Ramaphosa then said that over 600 million people in Africa had no access to electricity and “there was a need for the rich nations to invest in mega projects to generate electricity on the continent”. Now hang on, Mr Ramaphosa. When your party came to power South Africa produced a large electricity surplus at the lowest price in the world. Twenty-nine years later, even at hugely higher prices, South Africa is often without electricity.
And when you were Deputy President, you were put in charge of Eskom, Mr Ramaphosa. So that is what you and your party have done, yet you seem to think the solution is for foreign countries to invest huge fortunes here. But if you and your comrades won’t look after your investments or maintain them, why on earth should anyone do that ? It doesn’t make sense.
Moreover, when Africa was colonised there were no power cuts. True, the colonial administrations only produced sufficient power for a limited number of consumers. But as soon as African countries became independent they immediately started having power cuts. This was true even in Zimbabwe where the British had constructed Kariba Dam as a huge farewell present. And while under colonialism Africa hadn’t been a food importer, as soon as African countries became independent they became large food importers. How do we explain these things ?
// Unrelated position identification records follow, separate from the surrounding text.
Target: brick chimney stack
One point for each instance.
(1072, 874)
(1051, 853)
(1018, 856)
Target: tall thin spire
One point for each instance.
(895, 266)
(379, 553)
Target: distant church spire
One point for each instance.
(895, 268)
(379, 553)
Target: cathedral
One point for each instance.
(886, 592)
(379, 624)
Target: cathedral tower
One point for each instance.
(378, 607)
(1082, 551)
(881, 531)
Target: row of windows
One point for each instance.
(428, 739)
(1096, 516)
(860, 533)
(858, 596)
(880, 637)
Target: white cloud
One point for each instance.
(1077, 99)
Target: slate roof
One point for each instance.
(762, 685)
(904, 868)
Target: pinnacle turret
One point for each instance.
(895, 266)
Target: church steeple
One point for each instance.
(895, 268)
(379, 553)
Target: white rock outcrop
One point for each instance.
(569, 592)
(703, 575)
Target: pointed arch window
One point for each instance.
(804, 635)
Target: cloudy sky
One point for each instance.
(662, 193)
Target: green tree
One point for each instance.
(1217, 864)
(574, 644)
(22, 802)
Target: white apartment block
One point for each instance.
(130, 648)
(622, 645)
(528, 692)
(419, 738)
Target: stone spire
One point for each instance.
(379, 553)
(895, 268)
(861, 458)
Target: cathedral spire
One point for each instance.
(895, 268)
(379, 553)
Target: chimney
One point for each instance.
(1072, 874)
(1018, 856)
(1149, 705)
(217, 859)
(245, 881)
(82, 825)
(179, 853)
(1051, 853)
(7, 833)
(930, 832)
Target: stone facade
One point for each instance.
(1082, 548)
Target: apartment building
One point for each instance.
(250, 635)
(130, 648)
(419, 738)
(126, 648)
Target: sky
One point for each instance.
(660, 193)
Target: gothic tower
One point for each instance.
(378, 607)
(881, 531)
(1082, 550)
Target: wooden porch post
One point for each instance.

Nonetheless, Ramaphosa argued that the gigantic Inga dam must be financed and built – “nations that have money must put money into (African) infrastructure projects”. Indeed, that ought to happen right away: “Let’s get that done and then we will be convinced that you are serious”. Ah, so that is the reward for those rich Western countries: we will at last regard them as serious. So it’s all about feelings again. It doesn’t sound like a very substantial reward for the huge amounts of money they would have to spend. Are you really serious, Mr Ramaphosa ?
But hang on, that reminds me. Not long ago, Mr Ramaphosa, you were laying great stress on the need for more infrastuctural investment in South Africa. Everyone agreed and the private sector even said they were keen to find money for that. So what have you actually done for our infrastucture ? I don’t see a whole lot of new roads, dams, power stations and bridges getting built – or even repaired.
Part of the problem, of course, is that you can’t expect anyone to do all that building if construction mafias immediately demand – at gun point – an extra 30%. For which they do absolutely nothing.
On those terms, no one can invest profitably. So the government really has to crack down hard on those extortionist mafias and lock them all up. But that doesn’t seem to be happening at all. I can’t think of even one instance where that has happened. Indeed, in KwaZulu-Natal the provincial housing minister is pleading for builders to get together with those business forums, which is what he calls those mafias. That minister is an ANC man, Mr President.
So I’m very sorry if it’s hurtful for your feelings, Mr Ramaphosa, but since it’s Wimbledon time again, let me quote the immortal words of John McEnroe: “You can’t be serious.”